Ein frohes und gesundes 2007 wünscht allen Betroffenen 

Spertel, Berlin

----------


## Schorschel

> Tippfehler stören dann, wenn der Schreiber/die Schreiberin sie nach dem Absenden des Beiträges entdeckt,_ korrigiert und damit eine neue E-Mail-Benachrichtigung auslöst_.


Hallo Ralf und andere Leidtragende!

Hier bekenne ich mich schuldig und gelobe Besserung im neuen Jahr. Mir war die Konsequenz meiner oft mehrfachen Änderungen nicht klar. Ich werde in Zukunft den "Vorschau"-Button nutzen, dessen Existenz ich bislang ignoriert habe.

Guten Rutsch und tolle Werte in 2007 wünscht allen

Schorschel

----------


## Schorschel

> Es hilft diesen Betroffenen nicht, wenn man in Oberlehrermanier Tippfehler und andere menschliche Unzulänglichkeiten anprangert.


Hallo Spertel,

das ist, wie ich glaube, nicht der Punkt von Ralf, sondern (siehe meinen anderen Beitrag von soeben) das nachträgliche Korrigieren der Tippfehler. Ich habe manchmal einen Beitrag 3- oder 4-mal innerhalb weniger Minuten nach dem Einstellen korrigiert. Mir war nicht klar, dass meine Ergüsse bei Ralf (und vermutlich vielen Anderen) dann jedesmal neu in der Mailbox landeten. Das kann schon sehr nerven, speziell wenn Andere das genauso gemacht haben wie ich.

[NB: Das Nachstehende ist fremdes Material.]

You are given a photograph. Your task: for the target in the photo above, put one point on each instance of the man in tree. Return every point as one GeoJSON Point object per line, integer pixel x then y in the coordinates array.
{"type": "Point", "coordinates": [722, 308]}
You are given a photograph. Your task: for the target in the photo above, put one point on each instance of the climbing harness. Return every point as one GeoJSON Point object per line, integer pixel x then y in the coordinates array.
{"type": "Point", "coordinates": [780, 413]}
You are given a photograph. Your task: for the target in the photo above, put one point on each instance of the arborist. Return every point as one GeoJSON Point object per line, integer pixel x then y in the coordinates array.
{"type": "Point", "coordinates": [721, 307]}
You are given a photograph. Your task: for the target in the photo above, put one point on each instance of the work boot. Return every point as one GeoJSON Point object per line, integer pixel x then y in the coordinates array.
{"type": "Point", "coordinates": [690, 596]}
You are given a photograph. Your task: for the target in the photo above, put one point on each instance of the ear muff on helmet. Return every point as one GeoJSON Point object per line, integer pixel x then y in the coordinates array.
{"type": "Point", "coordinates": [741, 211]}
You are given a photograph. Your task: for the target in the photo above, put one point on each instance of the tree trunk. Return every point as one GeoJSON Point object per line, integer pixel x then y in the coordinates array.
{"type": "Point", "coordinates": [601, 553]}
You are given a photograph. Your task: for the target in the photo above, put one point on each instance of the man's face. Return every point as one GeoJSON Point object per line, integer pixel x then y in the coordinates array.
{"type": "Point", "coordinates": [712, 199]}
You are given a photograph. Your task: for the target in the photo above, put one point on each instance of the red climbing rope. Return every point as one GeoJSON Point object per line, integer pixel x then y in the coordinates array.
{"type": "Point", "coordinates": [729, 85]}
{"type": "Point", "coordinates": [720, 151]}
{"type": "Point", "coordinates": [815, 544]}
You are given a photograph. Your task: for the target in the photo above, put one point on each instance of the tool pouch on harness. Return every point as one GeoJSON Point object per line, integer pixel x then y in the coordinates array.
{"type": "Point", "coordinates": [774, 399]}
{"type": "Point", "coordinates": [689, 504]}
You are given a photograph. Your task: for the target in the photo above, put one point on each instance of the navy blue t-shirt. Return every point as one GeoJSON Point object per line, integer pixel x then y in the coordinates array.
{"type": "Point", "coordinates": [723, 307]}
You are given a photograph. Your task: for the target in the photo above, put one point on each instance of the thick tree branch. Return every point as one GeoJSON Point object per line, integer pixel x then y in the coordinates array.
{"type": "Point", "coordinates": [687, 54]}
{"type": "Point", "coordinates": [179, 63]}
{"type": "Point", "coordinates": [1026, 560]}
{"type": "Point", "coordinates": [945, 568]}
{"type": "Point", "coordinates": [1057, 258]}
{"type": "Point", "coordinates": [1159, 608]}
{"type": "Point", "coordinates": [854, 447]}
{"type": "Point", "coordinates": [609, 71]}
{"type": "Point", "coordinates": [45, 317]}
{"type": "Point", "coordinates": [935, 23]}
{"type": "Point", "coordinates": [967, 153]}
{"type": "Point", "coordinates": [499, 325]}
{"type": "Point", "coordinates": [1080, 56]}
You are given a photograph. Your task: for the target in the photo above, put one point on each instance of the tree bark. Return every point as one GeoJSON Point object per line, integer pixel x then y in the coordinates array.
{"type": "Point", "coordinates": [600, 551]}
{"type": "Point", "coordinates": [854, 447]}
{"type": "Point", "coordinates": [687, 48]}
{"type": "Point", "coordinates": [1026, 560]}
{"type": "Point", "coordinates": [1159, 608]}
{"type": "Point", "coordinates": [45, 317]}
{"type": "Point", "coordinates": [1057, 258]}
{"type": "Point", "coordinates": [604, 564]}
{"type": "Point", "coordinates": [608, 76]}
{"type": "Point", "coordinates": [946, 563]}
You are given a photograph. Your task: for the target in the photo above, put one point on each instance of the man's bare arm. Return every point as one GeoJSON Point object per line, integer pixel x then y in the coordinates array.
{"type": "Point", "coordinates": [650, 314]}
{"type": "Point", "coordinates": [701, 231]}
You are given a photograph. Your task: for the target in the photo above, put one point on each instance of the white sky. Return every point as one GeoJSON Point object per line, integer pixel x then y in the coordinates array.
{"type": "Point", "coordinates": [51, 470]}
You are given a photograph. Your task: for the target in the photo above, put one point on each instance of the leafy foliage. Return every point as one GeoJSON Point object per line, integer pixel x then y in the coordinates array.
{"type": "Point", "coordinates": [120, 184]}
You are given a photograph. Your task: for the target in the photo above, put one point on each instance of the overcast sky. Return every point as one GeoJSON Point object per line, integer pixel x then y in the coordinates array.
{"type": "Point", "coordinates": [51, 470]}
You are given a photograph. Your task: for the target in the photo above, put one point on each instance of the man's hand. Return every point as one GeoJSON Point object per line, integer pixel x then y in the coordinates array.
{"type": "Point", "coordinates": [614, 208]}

Alles Gute nach Berlin wünscht

Schorschel

----------


## keha

spertel..danke :-) :-)...aber das mit dem korrigierten Nachsenden seh ich ein..mach ich aber auch nicht....lg keha

----------


## RalfDm

> das ist, wie ich glaube, nicht der Punkt von Ralf, sondern (siehe meinen anderen Beitrag von soeben) das nachträgliche Korrigieren der Tippfehler.


Genau so ist es. 

Ralf

----------


## Reinardo

Auch von mir noch alles Gute zum Jahreswechsel und möge das neue Jahr wenigstens nicht schlechter werden als das alte.
Die Sache mit dem Korriegieren werde ich  kuenftig auch beachten (hatte ich wie viele andere nicht gewusst).
Aber es drängt mich, zum Abschluss des Jahres noch eine gute Tat zu vollbringen. Diese sei: ich verzeihe allen, die mir böse, manchmal ganz böse geantwortet haben auf meine gelegentlichen Beiträge. Ganz besonders verzeihe ich denen in  Husum und Bielefeld. Gott wird's mir (hoffentlich) durch günstigen Krankheitsverlauf vergelten.
 So, nun fuehle ich mich befreit und gehe ohne Groll im Herzen ins Neue Jahr.
 Hasta luego! Reinardo

----------


## Helmut.2

Hallo, Lieber Reinardo,

es ist doch schön wenn man verzeihen kann!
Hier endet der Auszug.